@farlion I might actually use this. Thanks.
To confirm, the assumption of this gist is that I have images denoted as a column, and multiple classes as columns in a CSV? Is it ok if the names of classes are the same even if the column is different (Left vs. Right orientations for example).
Can you tell me what license to use for this code? I try to only use code that has Apache or more liberal.
Looking that example, this might not be what I am looking for. Specifically I have data in the form of something like:
ImageName, Type, Color
I001, Bike , Blue
I002, Pedestrian, Red
Are probabilities explicitly expected by this, or can it be a specific class? If not my plan was to change my representation to:
ID, Values
I001, Type:Bike Color:Blue
Unless you have any suggestions. I think this is in the direction of what I am looking for, but maybe not.

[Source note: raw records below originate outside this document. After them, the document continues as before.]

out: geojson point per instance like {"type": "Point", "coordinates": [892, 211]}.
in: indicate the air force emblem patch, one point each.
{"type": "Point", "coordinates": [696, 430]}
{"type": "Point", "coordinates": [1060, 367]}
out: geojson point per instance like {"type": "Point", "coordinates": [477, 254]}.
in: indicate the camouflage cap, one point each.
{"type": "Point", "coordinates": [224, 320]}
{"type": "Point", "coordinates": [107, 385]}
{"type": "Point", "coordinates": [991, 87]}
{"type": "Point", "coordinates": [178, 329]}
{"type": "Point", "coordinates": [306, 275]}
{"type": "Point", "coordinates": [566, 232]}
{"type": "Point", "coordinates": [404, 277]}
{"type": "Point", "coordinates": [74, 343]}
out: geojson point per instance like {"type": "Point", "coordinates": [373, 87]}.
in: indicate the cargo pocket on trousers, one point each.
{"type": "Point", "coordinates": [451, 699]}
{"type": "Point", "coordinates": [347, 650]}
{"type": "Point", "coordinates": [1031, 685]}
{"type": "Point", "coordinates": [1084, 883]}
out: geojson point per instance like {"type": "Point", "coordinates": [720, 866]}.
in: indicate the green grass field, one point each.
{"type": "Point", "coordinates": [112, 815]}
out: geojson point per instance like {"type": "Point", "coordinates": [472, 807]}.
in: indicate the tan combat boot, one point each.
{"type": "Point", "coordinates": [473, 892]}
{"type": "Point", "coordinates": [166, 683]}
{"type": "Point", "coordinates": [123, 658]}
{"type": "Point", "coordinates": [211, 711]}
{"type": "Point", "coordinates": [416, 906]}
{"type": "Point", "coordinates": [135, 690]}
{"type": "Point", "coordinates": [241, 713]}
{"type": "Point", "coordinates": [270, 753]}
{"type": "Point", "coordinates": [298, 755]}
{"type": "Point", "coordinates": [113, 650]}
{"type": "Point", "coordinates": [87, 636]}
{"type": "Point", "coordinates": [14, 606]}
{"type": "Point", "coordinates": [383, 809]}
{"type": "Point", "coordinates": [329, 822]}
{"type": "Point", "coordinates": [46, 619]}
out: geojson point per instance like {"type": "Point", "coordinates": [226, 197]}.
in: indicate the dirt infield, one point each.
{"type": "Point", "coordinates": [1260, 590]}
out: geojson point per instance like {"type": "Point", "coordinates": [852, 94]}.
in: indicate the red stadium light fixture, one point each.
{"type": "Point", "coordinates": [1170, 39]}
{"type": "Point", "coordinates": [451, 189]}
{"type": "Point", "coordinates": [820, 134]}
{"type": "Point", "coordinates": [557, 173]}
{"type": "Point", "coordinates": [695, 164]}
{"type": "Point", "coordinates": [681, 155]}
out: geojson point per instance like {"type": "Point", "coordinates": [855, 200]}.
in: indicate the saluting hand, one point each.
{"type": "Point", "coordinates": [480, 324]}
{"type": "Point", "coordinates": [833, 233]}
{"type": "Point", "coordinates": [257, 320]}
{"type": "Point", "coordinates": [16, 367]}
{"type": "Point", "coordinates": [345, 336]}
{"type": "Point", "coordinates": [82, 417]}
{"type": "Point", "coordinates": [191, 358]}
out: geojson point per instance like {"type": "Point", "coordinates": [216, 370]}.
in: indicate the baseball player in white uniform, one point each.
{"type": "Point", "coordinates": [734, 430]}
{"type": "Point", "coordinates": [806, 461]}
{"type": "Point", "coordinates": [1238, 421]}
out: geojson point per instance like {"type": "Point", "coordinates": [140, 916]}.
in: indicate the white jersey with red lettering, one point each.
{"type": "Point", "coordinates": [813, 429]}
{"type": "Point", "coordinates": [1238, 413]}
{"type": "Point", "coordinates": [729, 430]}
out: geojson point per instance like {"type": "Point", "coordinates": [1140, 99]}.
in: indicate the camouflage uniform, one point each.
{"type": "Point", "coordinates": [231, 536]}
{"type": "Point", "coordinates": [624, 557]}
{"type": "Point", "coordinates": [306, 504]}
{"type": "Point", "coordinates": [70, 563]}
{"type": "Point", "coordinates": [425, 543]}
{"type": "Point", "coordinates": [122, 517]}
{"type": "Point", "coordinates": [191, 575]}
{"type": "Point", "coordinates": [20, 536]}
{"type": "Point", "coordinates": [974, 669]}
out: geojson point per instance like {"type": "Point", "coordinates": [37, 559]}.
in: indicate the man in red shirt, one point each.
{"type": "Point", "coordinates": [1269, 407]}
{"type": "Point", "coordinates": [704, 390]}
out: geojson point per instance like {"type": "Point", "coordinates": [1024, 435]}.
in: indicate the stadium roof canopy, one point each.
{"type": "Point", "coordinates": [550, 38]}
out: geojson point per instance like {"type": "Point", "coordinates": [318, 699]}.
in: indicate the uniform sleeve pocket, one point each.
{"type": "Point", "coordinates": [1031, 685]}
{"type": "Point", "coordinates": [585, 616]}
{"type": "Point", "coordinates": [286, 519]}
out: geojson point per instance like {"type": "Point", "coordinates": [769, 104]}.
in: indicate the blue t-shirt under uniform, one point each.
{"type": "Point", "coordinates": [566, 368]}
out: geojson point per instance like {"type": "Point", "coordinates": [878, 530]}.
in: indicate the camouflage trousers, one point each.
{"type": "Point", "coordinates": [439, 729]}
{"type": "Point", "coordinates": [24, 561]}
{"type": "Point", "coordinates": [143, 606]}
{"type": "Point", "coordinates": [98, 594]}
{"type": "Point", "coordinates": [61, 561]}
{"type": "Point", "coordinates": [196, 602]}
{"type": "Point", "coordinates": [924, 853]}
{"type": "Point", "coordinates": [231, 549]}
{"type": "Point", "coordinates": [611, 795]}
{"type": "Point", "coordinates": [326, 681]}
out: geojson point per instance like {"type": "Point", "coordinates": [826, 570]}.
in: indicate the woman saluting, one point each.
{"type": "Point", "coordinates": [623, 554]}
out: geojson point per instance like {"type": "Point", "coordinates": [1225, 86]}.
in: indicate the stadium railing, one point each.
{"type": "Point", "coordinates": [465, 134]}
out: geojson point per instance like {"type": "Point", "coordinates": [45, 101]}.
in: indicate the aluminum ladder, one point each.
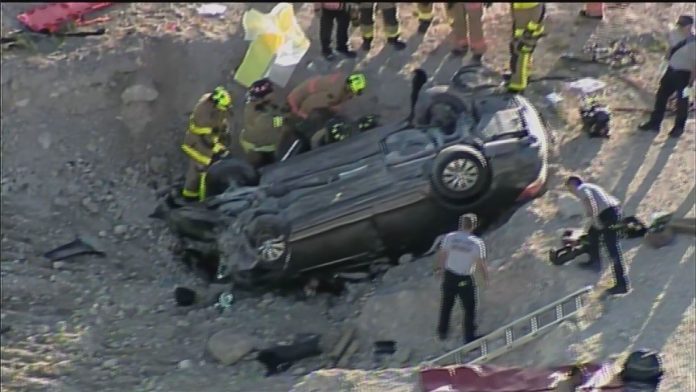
{"type": "Point", "coordinates": [515, 334]}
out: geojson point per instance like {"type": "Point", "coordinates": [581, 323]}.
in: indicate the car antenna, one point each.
{"type": "Point", "coordinates": [419, 79]}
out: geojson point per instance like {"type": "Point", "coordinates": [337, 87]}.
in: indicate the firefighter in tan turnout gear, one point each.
{"type": "Point", "coordinates": [202, 144]}
{"type": "Point", "coordinates": [391, 24]}
{"type": "Point", "coordinates": [467, 28]}
{"type": "Point", "coordinates": [527, 28]}
{"type": "Point", "coordinates": [264, 124]}
{"type": "Point", "coordinates": [424, 13]}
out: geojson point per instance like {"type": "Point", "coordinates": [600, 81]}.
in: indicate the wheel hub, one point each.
{"type": "Point", "coordinates": [460, 175]}
{"type": "Point", "coordinates": [272, 249]}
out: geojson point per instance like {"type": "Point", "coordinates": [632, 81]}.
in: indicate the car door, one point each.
{"type": "Point", "coordinates": [407, 213]}
{"type": "Point", "coordinates": [342, 231]}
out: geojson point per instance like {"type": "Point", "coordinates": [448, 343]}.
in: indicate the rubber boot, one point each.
{"type": "Point", "coordinates": [423, 26]}
{"type": "Point", "coordinates": [396, 43]}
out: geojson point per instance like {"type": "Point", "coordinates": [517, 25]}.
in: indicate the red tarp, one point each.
{"type": "Point", "coordinates": [483, 378]}
{"type": "Point", "coordinates": [50, 18]}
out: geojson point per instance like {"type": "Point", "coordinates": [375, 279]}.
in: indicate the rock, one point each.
{"type": "Point", "coordinates": [60, 202]}
{"type": "Point", "coordinates": [58, 265]}
{"type": "Point", "coordinates": [299, 371]}
{"type": "Point", "coordinates": [185, 364]}
{"type": "Point", "coordinates": [120, 229]}
{"type": "Point", "coordinates": [139, 93]}
{"type": "Point", "coordinates": [569, 207]}
{"type": "Point", "coordinates": [45, 140]}
{"type": "Point", "coordinates": [158, 164]}
{"type": "Point", "coordinates": [402, 355]}
{"type": "Point", "coordinates": [110, 363]}
{"type": "Point", "coordinates": [90, 205]}
{"type": "Point", "coordinates": [228, 346]}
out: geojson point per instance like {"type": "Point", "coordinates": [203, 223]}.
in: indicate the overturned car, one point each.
{"type": "Point", "coordinates": [379, 194]}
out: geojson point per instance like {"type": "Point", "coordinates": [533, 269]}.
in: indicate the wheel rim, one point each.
{"type": "Point", "coordinates": [272, 249]}
{"type": "Point", "coordinates": [460, 175]}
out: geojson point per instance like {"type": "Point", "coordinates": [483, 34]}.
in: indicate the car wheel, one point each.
{"type": "Point", "coordinates": [227, 173]}
{"type": "Point", "coordinates": [459, 173]}
{"type": "Point", "coordinates": [443, 111]}
{"type": "Point", "coordinates": [643, 366]}
{"type": "Point", "coordinates": [193, 222]}
{"type": "Point", "coordinates": [269, 235]}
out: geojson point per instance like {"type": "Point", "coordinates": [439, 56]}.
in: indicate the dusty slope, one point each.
{"type": "Point", "coordinates": [78, 161]}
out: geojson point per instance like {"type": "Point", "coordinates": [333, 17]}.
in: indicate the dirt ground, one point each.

This is perfect thanks! I love that license. I just like clarifying these things where possible. =)
Hmm, interesting! This is definitely different from what I was doing (predicting independent exact probabilities for a number of fixed classes).
I’m by no means an expert on what you’re trying to do, but if you have a small number of categories per categorical variable (i.e. only a few types and colors) then your approach to turn it into “standard” binary multi-label classification (again not sure this is idiomatic jargon) looks reasonable.
Are these independent things you are trying to predict (i.e. type does not affect color in any way) for the same image, or could there be some underlying relationships (bikes are more likely to be blue than pedestrians are)?
That was my thought as well. I think I struggle with the fact that the data has enough columns that I had syntax concerns and was hoping that maybe I could adapt what you did to have it so I could read the CSV with multiple columns rather than try to make one very large clunky one.
That is where things get complicated. To be more specific, my database is describe aspects of streets (not aspects that AV folks care about). So I think generally they can be treated as independent, but there are some exceptions. For example, a bike lanes buffer might only appear if there is a bike lane, etc. For now, I want to say an assumption of independence is acceptable, but not perfect for all attribute.
Would be curious what you think might be a good approach or way to format the data.